La Russie a joué un rôle décisif dans le déclenchement de la Deuxième guerre mondiale, comme elle l’avait déjà fait lors de la Première. Le tsar Nicolas II n’a peut-être pas réalisé que la Russie, en décrétant en premier la mobilisation générale le 30 juillet 1914, était en fait à l’origine de la guerre européenne; mais Staline, en signant le pacte de non-agression avec Hitler, le 23 août 1939, était certainement conscient qu’il rendait le conflit inévitable, puisqu’il libérait Hitler de la crainte d’une guerre sur deux fronts.

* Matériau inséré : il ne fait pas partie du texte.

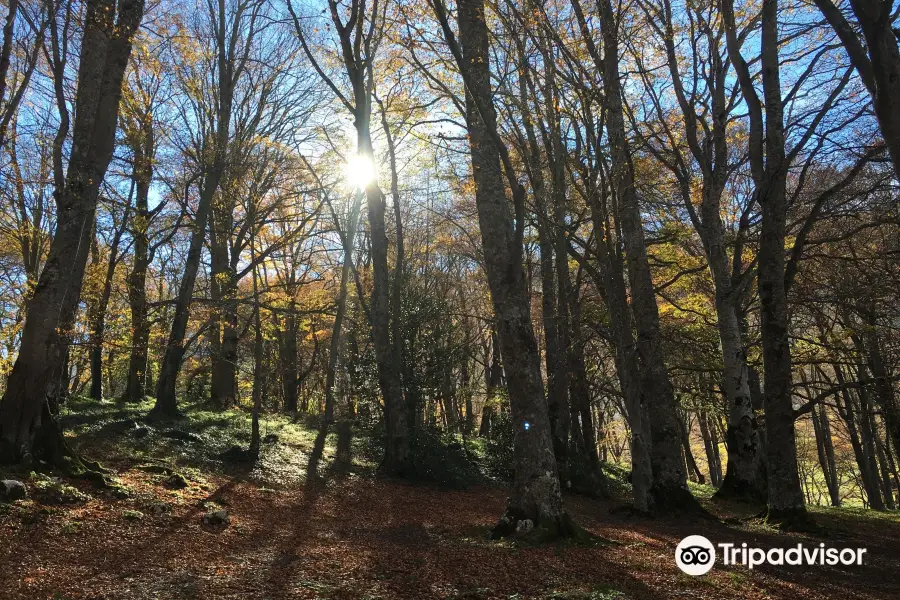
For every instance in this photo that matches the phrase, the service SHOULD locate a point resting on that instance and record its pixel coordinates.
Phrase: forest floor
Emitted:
(350, 534)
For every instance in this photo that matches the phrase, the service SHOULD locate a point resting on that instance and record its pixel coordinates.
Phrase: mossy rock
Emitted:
(176, 481)
(49, 490)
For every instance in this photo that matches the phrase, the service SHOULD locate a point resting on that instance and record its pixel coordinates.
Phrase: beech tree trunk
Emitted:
(136, 387)
(105, 50)
(535, 496)
(669, 488)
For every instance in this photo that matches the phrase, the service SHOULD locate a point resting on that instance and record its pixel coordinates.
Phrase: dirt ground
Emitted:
(363, 537)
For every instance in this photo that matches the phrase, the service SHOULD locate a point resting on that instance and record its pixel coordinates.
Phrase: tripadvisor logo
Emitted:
(696, 555)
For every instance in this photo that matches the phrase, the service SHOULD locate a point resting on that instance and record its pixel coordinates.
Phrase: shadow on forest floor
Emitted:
(344, 533)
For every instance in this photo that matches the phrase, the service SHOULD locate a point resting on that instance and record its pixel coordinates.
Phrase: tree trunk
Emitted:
(878, 63)
(136, 387)
(711, 447)
(97, 317)
(825, 451)
(535, 496)
(105, 50)
(288, 349)
(669, 488)
(223, 381)
(166, 401)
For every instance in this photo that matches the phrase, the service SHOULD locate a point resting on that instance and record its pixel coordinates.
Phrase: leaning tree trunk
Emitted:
(745, 470)
(288, 358)
(669, 489)
(223, 379)
(97, 320)
(135, 388)
(26, 426)
(397, 419)
(166, 401)
(535, 496)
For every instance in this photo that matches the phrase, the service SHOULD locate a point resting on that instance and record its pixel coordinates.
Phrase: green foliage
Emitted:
(443, 459)
(498, 449)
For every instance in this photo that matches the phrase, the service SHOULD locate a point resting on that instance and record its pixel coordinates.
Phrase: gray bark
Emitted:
(105, 50)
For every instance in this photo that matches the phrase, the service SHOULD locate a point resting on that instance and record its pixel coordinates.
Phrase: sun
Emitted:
(360, 171)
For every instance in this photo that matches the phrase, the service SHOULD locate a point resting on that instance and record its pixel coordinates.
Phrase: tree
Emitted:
(26, 422)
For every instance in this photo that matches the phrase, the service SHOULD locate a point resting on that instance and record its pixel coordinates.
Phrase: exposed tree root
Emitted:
(793, 519)
(675, 500)
(733, 488)
(515, 525)
(50, 448)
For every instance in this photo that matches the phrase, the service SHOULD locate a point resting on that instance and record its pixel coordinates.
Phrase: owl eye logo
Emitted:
(695, 555)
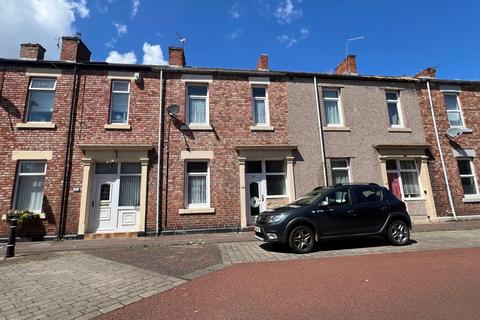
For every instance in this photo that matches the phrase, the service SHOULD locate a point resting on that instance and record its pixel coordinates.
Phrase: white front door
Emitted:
(105, 203)
(256, 196)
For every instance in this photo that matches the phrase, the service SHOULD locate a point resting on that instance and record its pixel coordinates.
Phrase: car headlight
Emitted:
(275, 218)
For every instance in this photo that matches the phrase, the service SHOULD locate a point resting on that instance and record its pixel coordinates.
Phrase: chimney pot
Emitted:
(347, 66)
(73, 49)
(32, 51)
(429, 72)
(262, 63)
(176, 57)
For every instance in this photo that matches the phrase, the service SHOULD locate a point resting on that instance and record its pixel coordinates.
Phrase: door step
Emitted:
(111, 235)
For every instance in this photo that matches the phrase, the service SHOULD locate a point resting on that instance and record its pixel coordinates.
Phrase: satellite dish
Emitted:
(173, 109)
(454, 132)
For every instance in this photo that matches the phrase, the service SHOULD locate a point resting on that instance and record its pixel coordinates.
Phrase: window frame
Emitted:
(339, 106)
(399, 109)
(472, 168)
(347, 168)
(30, 89)
(112, 92)
(399, 171)
(17, 176)
(207, 187)
(267, 105)
(459, 108)
(187, 104)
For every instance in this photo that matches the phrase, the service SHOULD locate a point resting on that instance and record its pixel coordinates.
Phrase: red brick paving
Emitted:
(442, 284)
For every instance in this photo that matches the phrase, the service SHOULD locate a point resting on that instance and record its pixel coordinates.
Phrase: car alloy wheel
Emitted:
(398, 233)
(301, 239)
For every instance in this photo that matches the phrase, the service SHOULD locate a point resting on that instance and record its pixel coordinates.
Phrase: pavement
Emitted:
(79, 279)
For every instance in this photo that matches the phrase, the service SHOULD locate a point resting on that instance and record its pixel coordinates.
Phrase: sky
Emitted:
(400, 37)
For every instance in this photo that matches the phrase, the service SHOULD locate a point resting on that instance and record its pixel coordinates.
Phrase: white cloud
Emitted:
(234, 35)
(116, 57)
(121, 29)
(235, 11)
(286, 12)
(291, 39)
(135, 7)
(37, 21)
(152, 54)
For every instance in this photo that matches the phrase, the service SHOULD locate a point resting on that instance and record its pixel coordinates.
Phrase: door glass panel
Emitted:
(105, 192)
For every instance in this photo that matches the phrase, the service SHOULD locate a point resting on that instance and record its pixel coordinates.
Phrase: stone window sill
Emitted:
(119, 126)
(406, 130)
(196, 127)
(196, 211)
(338, 129)
(471, 199)
(262, 128)
(35, 125)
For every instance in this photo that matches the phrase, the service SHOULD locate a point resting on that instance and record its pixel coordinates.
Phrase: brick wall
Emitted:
(230, 106)
(470, 104)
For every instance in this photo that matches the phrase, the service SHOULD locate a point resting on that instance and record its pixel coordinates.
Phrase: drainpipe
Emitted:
(320, 131)
(450, 200)
(159, 157)
(68, 157)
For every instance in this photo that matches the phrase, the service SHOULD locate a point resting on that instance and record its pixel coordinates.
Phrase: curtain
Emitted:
(30, 193)
(129, 191)
(197, 110)
(197, 189)
(260, 116)
(410, 184)
(331, 112)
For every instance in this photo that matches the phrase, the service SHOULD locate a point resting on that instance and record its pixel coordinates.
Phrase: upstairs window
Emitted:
(260, 106)
(467, 175)
(29, 185)
(120, 101)
(333, 113)
(394, 112)
(41, 97)
(454, 111)
(197, 104)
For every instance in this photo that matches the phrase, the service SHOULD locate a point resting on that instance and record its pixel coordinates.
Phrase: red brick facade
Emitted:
(469, 97)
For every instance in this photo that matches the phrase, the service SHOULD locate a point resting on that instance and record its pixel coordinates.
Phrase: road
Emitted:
(436, 284)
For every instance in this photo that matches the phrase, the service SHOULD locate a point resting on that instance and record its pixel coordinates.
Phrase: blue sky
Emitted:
(401, 37)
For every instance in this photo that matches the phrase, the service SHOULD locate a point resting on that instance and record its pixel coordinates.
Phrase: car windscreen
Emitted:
(312, 196)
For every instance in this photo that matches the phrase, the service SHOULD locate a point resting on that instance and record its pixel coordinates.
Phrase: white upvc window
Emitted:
(197, 184)
(333, 108)
(29, 185)
(119, 102)
(197, 104)
(340, 171)
(405, 173)
(454, 110)
(41, 98)
(275, 176)
(395, 116)
(467, 176)
(261, 112)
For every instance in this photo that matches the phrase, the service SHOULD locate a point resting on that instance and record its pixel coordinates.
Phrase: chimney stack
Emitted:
(347, 66)
(74, 50)
(32, 51)
(262, 63)
(429, 72)
(176, 57)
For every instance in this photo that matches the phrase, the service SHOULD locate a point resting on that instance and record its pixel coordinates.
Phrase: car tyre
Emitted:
(301, 239)
(398, 233)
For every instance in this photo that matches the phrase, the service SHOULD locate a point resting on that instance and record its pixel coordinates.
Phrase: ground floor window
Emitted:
(197, 184)
(403, 178)
(340, 171)
(467, 175)
(29, 185)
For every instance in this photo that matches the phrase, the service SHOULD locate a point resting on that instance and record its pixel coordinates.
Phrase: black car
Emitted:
(336, 212)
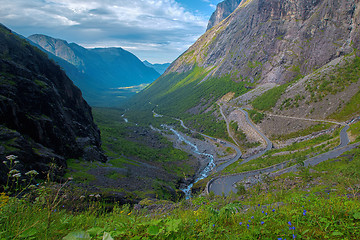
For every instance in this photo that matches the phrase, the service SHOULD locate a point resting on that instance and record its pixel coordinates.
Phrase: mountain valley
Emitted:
(107, 76)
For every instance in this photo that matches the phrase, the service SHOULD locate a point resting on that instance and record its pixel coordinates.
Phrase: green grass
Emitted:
(78, 170)
(256, 116)
(355, 131)
(174, 94)
(315, 128)
(294, 153)
(335, 82)
(351, 109)
(322, 204)
(121, 145)
(269, 99)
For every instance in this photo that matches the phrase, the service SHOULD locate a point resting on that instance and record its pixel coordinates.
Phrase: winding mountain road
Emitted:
(226, 184)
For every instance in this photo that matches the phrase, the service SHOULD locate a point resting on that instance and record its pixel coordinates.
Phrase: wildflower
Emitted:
(32, 173)
(14, 171)
(16, 175)
(11, 157)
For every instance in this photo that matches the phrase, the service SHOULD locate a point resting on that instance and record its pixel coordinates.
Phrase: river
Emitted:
(205, 172)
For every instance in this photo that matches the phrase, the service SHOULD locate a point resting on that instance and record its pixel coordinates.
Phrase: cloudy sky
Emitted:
(154, 30)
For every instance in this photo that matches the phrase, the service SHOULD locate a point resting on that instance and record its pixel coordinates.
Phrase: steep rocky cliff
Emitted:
(223, 10)
(43, 117)
(275, 40)
(266, 42)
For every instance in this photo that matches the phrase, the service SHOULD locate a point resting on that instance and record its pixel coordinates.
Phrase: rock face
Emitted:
(273, 41)
(223, 10)
(160, 68)
(98, 72)
(43, 117)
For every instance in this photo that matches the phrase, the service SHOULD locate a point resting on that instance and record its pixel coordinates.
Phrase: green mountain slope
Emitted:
(262, 43)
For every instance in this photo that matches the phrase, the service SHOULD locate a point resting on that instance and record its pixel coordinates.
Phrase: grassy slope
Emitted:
(319, 204)
(174, 94)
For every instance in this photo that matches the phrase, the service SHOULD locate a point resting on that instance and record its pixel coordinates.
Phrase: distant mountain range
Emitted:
(106, 76)
(160, 68)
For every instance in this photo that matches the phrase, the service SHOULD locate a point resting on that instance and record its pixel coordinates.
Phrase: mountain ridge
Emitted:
(101, 71)
(44, 119)
(223, 10)
(264, 42)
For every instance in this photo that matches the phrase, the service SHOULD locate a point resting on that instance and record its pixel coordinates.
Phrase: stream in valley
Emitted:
(205, 172)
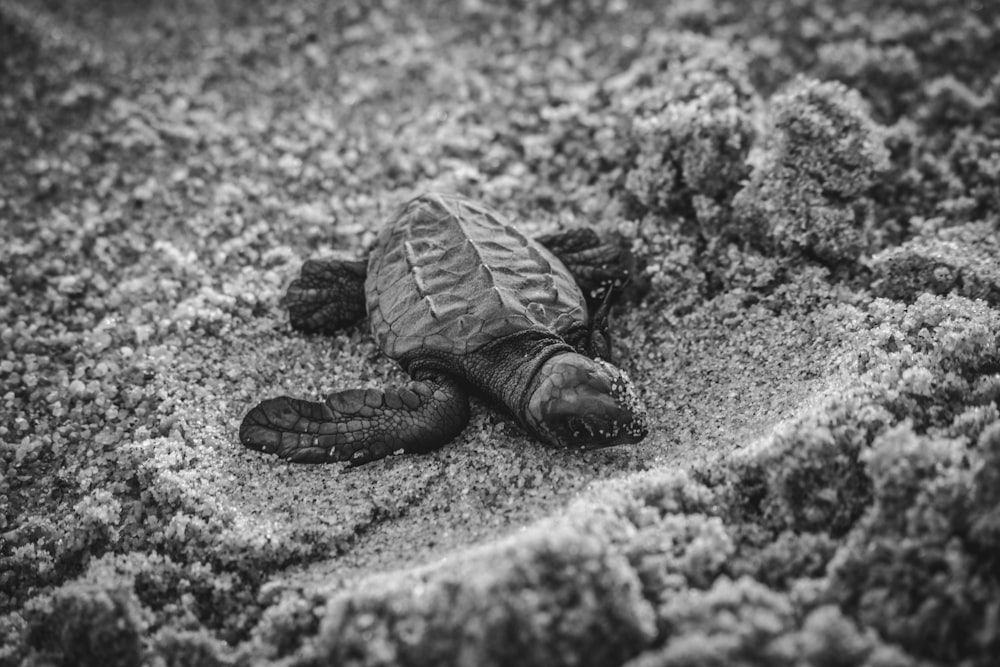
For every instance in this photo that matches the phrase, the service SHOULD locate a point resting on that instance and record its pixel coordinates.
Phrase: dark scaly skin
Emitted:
(329, 295)
(554, 383)
(359, 425)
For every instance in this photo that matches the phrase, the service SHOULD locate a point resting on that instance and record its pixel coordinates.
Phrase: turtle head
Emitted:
(586, 403)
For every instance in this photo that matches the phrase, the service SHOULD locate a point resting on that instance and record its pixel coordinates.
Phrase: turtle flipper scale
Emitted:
(359, 425)
(596, 263)
(328, 295)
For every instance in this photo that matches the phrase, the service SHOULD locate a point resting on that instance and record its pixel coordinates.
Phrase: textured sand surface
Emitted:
(813, 189)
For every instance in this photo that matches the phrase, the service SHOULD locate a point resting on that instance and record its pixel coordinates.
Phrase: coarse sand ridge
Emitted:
(813, 193)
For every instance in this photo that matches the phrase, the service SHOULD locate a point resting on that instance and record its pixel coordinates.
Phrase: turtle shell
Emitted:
(449, 275)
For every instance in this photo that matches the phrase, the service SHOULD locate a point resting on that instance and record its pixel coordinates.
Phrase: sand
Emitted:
(812, 193)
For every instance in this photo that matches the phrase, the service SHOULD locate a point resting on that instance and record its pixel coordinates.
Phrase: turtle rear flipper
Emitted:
(359, 425)
(328, 295)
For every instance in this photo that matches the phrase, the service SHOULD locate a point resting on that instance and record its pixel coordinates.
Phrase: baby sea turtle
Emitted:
(467, 305)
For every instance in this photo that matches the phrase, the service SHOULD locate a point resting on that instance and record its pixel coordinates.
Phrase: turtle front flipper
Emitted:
(359, 425)
(328, 295)
(596, 263)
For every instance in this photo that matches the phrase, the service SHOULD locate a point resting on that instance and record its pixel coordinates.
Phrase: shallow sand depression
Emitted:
(813, 329)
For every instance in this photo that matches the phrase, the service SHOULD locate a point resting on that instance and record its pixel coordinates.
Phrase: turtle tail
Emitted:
(359, 425)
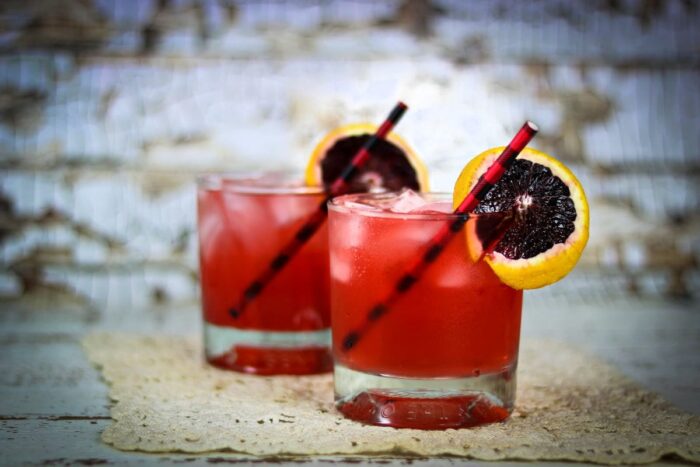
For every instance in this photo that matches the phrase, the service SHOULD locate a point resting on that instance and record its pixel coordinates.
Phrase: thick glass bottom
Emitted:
(268, 352)
(426, 404)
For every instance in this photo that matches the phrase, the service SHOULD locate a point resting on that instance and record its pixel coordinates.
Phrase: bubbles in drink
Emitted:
(407, 201)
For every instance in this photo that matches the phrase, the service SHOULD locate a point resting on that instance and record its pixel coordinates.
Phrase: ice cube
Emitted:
(405, 202)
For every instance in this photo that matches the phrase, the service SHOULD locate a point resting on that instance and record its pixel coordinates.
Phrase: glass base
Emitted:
(425, 403)
(268, 352)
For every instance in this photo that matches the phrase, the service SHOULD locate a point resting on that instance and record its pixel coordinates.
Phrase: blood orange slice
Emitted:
(393, 165)
(534, 222)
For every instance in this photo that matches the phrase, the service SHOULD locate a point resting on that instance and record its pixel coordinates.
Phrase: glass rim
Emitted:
(334, 205)
(273, 182)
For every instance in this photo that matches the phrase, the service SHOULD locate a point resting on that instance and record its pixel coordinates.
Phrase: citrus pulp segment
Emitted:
(393, 165)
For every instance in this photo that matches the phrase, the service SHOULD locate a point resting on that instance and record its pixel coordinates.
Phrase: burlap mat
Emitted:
(570, 406)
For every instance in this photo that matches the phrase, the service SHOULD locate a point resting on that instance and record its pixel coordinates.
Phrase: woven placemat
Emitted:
(570, 406)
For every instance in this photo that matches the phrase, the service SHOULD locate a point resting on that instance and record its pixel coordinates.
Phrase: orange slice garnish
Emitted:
(393, 165)
(533, 224)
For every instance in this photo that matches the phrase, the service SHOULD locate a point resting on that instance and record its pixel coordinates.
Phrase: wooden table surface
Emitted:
(54, 405)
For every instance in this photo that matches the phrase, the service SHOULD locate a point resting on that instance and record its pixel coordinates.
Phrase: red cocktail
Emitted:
(243, 222)
(444, 355)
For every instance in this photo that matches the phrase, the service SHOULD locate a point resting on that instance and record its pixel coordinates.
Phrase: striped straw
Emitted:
(415, 270)
(316, 220)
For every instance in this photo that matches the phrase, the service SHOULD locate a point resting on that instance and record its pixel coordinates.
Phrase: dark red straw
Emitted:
(316, 220)
(446, 233)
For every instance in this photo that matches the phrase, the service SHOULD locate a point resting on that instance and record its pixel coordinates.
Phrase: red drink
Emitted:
(242, 224)
(445, 354)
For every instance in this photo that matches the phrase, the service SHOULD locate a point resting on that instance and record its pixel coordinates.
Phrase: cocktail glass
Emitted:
(243, 221)
(441, 355)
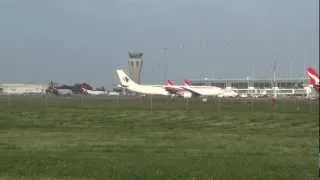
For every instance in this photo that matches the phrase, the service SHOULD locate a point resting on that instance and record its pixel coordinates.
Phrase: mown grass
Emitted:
(128, 139)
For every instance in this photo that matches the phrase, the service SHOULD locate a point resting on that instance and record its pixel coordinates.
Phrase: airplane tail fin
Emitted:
(186, 82)
(169, 83)
(313, 78)
(125, 80)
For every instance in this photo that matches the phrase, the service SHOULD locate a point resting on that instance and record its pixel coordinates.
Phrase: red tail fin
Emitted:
(313, 76)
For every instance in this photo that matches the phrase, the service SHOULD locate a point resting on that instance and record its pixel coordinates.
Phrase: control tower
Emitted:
(135, 65)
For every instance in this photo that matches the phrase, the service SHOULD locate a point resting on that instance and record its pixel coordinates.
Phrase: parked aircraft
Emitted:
(187, 91)
(313, 78)
(128, 83)
(92, 92)
(62, 92)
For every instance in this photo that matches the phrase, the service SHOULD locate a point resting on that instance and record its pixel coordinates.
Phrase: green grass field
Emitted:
(127, 139)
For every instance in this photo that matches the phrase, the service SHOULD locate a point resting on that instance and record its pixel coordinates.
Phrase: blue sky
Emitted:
(72, 41)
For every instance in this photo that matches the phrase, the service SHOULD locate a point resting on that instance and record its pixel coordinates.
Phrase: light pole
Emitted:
(165, 67)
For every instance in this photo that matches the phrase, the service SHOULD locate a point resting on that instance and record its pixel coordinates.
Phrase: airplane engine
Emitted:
(187, 94)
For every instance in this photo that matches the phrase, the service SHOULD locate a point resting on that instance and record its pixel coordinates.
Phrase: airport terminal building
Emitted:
(261, 87)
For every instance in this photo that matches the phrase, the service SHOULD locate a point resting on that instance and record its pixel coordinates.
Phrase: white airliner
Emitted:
(186, 90)
(92, 92)
(128, 83)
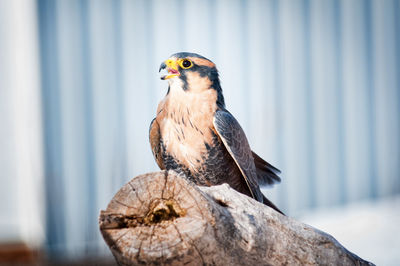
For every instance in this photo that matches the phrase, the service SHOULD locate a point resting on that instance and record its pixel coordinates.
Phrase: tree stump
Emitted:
(162, 218)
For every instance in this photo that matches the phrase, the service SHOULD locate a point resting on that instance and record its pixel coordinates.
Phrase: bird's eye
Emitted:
(186, 63)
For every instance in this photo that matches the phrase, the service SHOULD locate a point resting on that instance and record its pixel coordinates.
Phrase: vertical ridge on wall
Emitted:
(315, 85)
(55, 198)
(370, 98)
(91, 180)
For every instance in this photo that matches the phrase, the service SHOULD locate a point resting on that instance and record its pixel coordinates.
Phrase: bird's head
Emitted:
(192, 73)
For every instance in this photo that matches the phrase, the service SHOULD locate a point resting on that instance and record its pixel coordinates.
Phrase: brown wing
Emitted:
(235, 141)
(155, 143)
(266, 173)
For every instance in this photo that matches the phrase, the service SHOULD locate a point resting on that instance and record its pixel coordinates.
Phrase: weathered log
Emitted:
(161, 218)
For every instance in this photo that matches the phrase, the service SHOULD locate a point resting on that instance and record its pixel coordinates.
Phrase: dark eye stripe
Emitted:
(186, 63)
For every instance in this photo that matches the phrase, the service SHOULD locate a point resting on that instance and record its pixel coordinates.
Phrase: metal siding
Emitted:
(315, 85)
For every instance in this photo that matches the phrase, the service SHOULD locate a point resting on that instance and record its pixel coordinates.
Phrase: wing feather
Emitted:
(235, 141)
(266, 173)
(155, 143)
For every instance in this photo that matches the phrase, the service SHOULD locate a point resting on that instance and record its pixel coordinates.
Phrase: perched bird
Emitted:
(193, 133)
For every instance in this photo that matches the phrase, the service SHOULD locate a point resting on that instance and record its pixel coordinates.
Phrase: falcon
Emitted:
(195, 135)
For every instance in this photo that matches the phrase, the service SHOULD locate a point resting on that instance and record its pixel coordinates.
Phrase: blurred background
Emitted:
(315, 85)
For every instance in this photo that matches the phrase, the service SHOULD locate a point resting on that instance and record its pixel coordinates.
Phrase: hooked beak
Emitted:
(172, 68)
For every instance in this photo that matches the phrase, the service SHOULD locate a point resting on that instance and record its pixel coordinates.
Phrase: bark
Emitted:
(161, 218)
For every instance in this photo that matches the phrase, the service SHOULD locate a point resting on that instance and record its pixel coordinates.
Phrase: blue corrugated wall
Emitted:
(315, 84)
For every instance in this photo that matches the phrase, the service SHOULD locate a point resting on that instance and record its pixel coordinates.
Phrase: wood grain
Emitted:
(161, 218)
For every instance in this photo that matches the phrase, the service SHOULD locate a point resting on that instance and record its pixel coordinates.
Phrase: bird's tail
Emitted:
(270, 204)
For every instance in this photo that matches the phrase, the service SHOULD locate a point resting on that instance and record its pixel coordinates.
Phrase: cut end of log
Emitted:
(162, 218)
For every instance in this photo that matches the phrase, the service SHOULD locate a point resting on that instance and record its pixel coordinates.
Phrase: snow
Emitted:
(369, 229)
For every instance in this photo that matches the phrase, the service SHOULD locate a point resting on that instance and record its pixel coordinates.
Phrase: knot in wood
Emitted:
(163, 210)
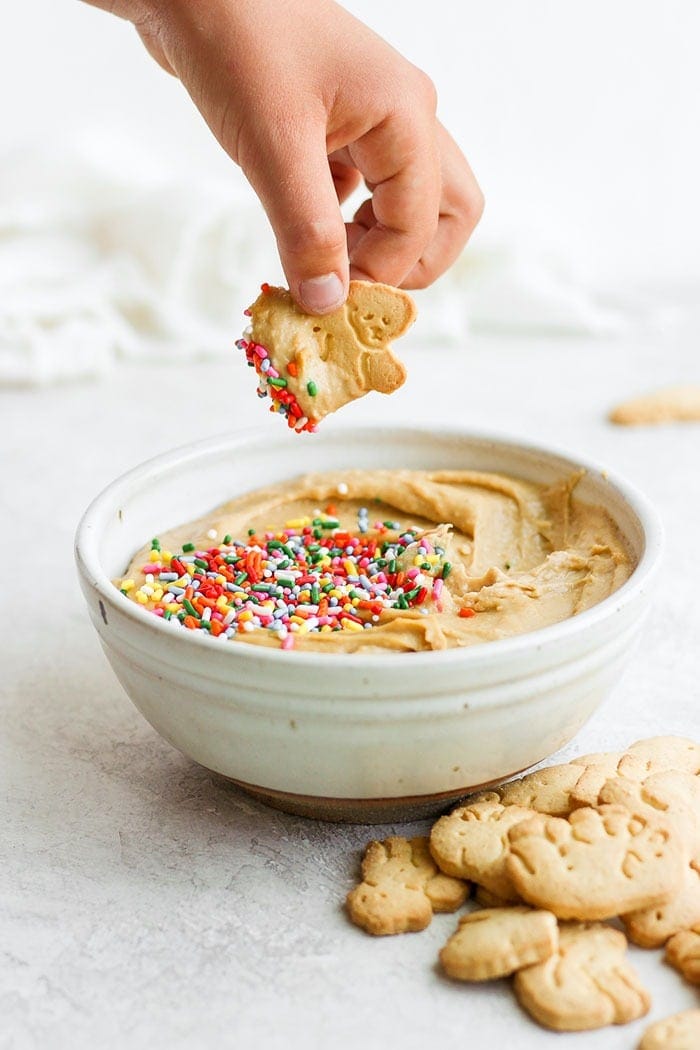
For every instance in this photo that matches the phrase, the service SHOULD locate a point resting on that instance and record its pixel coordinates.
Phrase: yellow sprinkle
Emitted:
(349, 625)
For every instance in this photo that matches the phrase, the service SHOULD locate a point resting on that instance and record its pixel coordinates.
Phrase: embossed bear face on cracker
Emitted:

Aujourd’hui, la situation internationale, après l’invasion russe de l’Ukraine, est saturée, plus qu’alors, d’arrogance et de malveillance, de lâcheté et d’aveuglement politique. L’histoire ne se répète jamais exactement, mais elle est toujours le maître et le guide des événements ; et une fois de plus, on peut répéter l’adage «ducunt fata volentem, nolentem trahunt» : lorsque le monde tourne le dos à Dieu, il se retrouve soumis à la loi inexorable d’un destin qu’il ne maîtrise pas.